Whatever your budget there will be a whole array of potential buys within reach. If you accept that a sportscar doesn’t have to be open-topped you’ll have hot hatches and coupés available alongside the more obvious convertibles. The problem is, a lot of people buy a sportscar because as often as possible they want to drive it like they stole it, whether that’s on a track or the road.

This is why more than ever, you really need to check the car’s condition. You need to be on the lookout for poorly repaired crash damage, worn transmissions, tired brakes and suspension along with general neglect. On the flipside, many owners of nice cars look after them as though they’re a family member – but if they’re selling, you have to ask why.

Front or rear-wheel drive?

In normal driving, the chances are you won’t be able to tell which end of the car is being fed power. However, drive a rear-wheel drive car and a front-driver back to back and the chances are you’ll spot the difference.

With a front-wheel drive car, one end is having to deal with braking, steering and transmitting the power to the Tarmac. Buy a rear-drive car instead and the power is going to the opposite end, which usually (but not always) makes the steering that much nicer.
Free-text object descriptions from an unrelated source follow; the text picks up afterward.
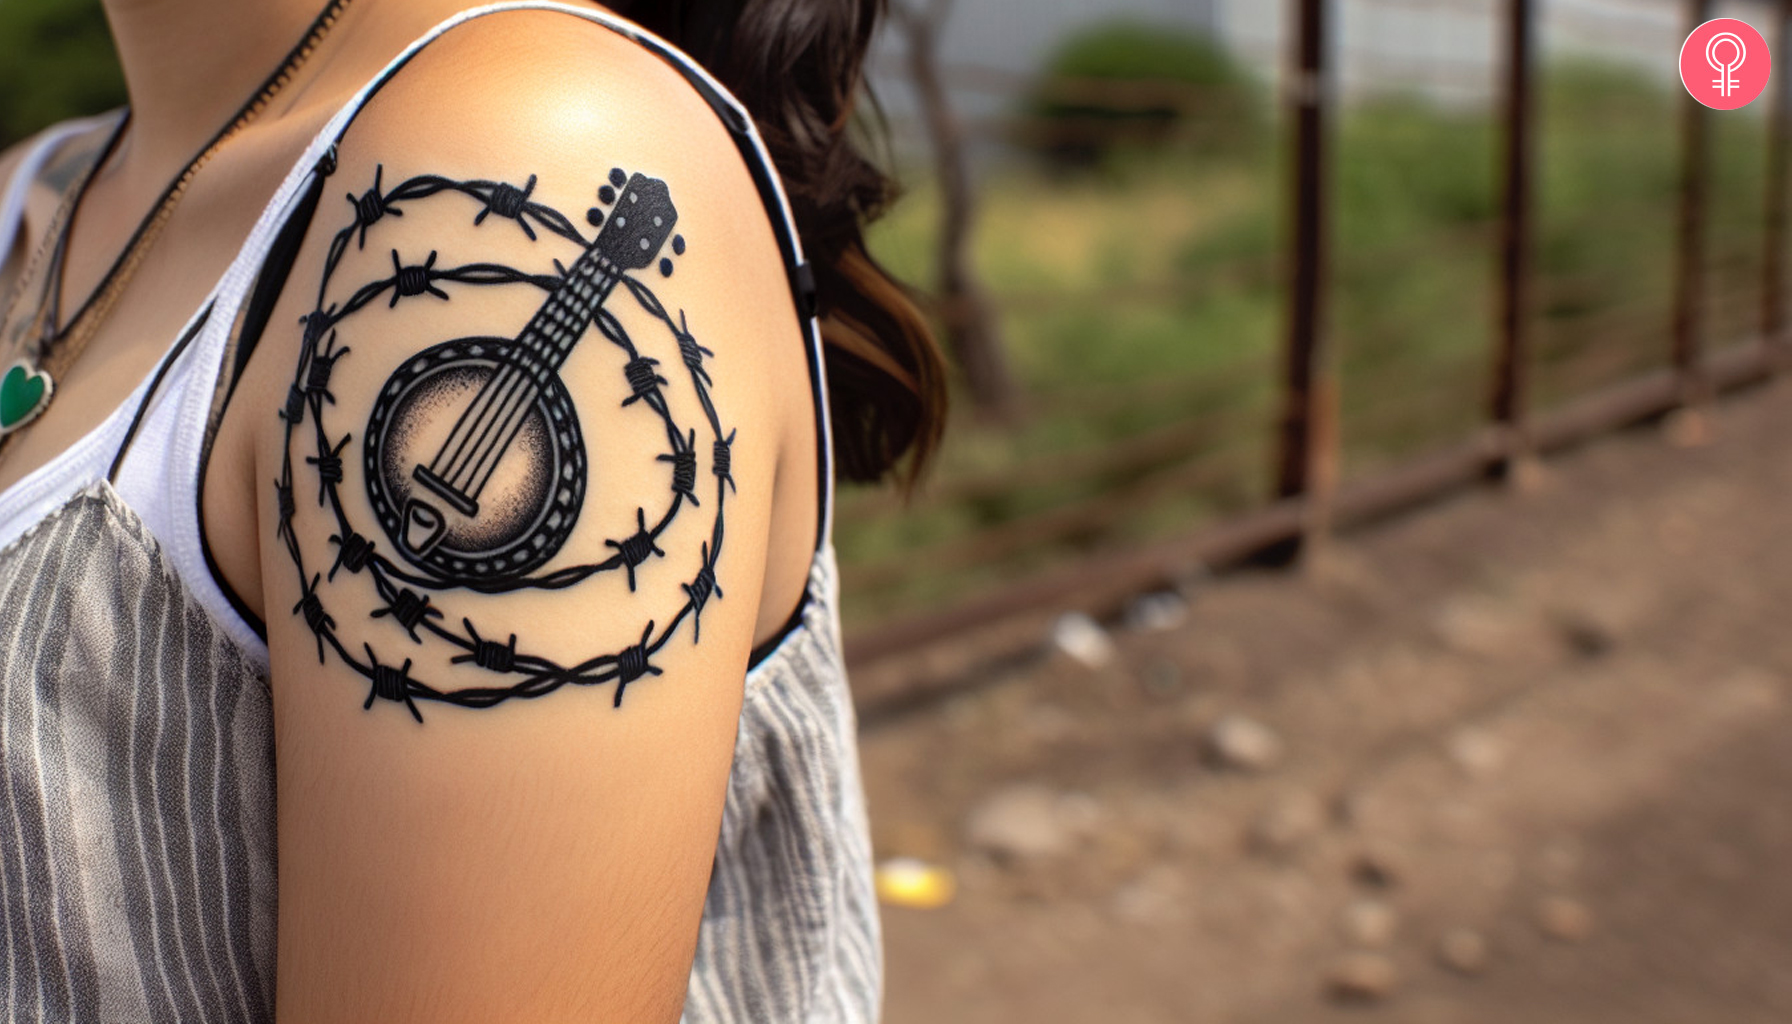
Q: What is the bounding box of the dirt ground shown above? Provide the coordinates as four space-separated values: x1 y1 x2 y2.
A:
853 378 1792 1023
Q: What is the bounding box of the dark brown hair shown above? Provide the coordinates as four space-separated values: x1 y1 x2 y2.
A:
613 0 948 487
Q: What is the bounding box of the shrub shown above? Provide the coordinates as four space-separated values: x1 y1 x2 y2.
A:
1021 20 1259 169
0 0 125 148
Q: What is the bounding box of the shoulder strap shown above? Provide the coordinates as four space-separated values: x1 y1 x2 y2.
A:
108 301 215 482
0 119 110 255
0 115 119 287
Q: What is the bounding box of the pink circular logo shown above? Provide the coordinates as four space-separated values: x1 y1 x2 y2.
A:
1680 18 1771 110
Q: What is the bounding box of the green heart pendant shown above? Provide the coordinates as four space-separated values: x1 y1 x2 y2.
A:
0 360 53 434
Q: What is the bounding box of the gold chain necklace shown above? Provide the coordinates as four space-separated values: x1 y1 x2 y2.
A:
0 0 354 445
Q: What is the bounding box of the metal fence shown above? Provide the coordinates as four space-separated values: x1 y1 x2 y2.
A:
841 0 1790 667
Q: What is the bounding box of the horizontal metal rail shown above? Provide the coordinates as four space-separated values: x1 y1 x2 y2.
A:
845 340 1775 670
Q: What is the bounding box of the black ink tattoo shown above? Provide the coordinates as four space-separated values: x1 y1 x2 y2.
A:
388 249 448 306
305 433 351 504
362 644 423 722
452 619 517 672
474 173 538 237
660 428 701 506
348 164 401 249
371 586 440 643
294 573 334 664
606 507 666 593
275 161 733 720
681 542 722 643
305 331 349 404
328 529 375 581
610 622 663 707
274 467 298 546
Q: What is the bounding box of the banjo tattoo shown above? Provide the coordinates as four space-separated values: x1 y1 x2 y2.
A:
275 157 733 720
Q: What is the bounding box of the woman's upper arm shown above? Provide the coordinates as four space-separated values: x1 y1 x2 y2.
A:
254 18 795 1021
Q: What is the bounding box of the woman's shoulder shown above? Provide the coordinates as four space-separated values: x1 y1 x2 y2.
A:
322 4 790 315
349 6 747 180
295 0 803 444
0 114 119 198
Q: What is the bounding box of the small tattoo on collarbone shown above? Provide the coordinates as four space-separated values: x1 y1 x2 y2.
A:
276 161 734 721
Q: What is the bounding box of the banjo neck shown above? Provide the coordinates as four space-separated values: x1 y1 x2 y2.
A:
508 244 625 388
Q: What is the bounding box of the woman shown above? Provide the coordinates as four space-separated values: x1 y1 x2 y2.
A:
0 0 945 1019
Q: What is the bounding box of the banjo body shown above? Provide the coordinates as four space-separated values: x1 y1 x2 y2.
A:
363 336 587 585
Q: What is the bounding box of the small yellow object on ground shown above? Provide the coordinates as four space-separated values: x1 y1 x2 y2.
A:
875 858 956 909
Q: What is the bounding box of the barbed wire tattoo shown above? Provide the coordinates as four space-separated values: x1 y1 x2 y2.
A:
276 157 729 720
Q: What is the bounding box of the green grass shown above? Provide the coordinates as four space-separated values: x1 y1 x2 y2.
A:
844 59 1778 626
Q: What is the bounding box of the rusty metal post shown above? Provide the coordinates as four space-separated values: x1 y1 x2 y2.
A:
1764 0 1792 357
1489 0 1535 476
1268 0 1331 564
1671 0 1713 404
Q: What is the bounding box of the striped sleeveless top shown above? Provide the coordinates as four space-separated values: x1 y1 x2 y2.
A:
0 5 880 1021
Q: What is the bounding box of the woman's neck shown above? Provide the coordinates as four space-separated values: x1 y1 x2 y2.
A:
100 0 335 170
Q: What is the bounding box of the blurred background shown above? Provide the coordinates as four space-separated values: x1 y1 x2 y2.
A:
8 0 1790 1019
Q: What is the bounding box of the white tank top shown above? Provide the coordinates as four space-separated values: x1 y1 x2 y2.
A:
0 113 273 654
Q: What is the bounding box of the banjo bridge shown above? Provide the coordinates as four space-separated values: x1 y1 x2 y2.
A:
413 464 479 517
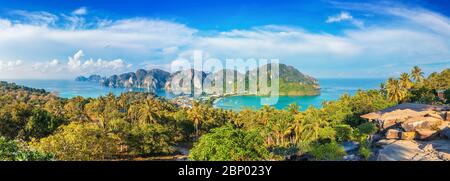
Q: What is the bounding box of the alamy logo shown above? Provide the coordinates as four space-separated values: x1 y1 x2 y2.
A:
169 50 280 105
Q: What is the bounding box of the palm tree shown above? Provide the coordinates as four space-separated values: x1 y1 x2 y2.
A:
411 66 424 83
138 99 160 124
380 83 387 96
292 113 304 144
399 72 413 89
287 103 300 114
386 78 407 103
300 107 326 142
187 101 203 139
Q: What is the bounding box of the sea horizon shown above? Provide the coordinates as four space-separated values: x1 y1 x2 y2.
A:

However, it’s generally easier to lose control in a rear-wheel drive car, although modern electronics can save the day without you even realising it. If you’re buying something with loads of power, the chances are it’ll be rear-wheel drive, although four-wheel drive is becoming increasingly popular.

Some die-hard enthusiasts reckon four-wheel dilutes the driving experience, but if you want to use the available power without having to worry about leaving the road backwards through a hedge every time you get to a corner, we’d definitely recommend considering it carefully.

Check the running costs

A favourite trick of motoring magazines and websites is to run stories on how you can buy a used supercar for the same price as a new family hatch. It’s no lie – sportscars depreciate just like any other car, but what doesn’t necessarily diminish is the running costs.

Buy a high-performance low-volume sportscar and you’ll probably have to pay plenty for servicing because of the steep parts costs – with only limited opportunities to reduce the bills. Items like brake discs and pads, tyres, shock absorbers, radiators – things that you’ll probably have to replace when the car is a few years old – can all be very costly to renew.

Other costs that can be steep include insurance, fuel and road tax and once again, you’ve got limited opportunities to reduce these bills. So before buying scour online forums, talk to other owners and get some insurance quotes – you might find it’s the best thing you do, even if it’s just for that all-important reality check.

Think about usability

If you’re buying a sportscar as a toy, its usability probably isn’t too much of an issue. But if it’s got to get you to work every day, take in thousands of motorway miles each year or negotiate urban streets on a daily basis, you won’t want something that’s highly strung, with limited ground clearance and appalling refinement.

If you live in a dodgy area and you have no garage but you’re thinking of buying a soft-top, security could be a real issue. If you frequently need to carry lots of stuff so you need reasonable boot space, buying a coupé-cabriolet isn’t a good idea as you’ll have to keep the roof up all the time in a bid to maximise boot space.

Sharpen your driving skills

Whatever your car, and wherever you take it, it’s always worth improving your skills as a driver. We’re not talking about powersliding your way around any roundabouts or drifting through any bends – we’re talking about using your car’s performance responsibly so you’re not a liability.

Although we’re talking about road driving in the main, a track session with a decent tutor will soon show you just how capable your new acquisition is, when it comes to braking, cornering and high-speed handling. It’s at this point that you’ll really see the point of a decent sportscar – and the chances are you’ll never even consider a mainstream hatch ever again.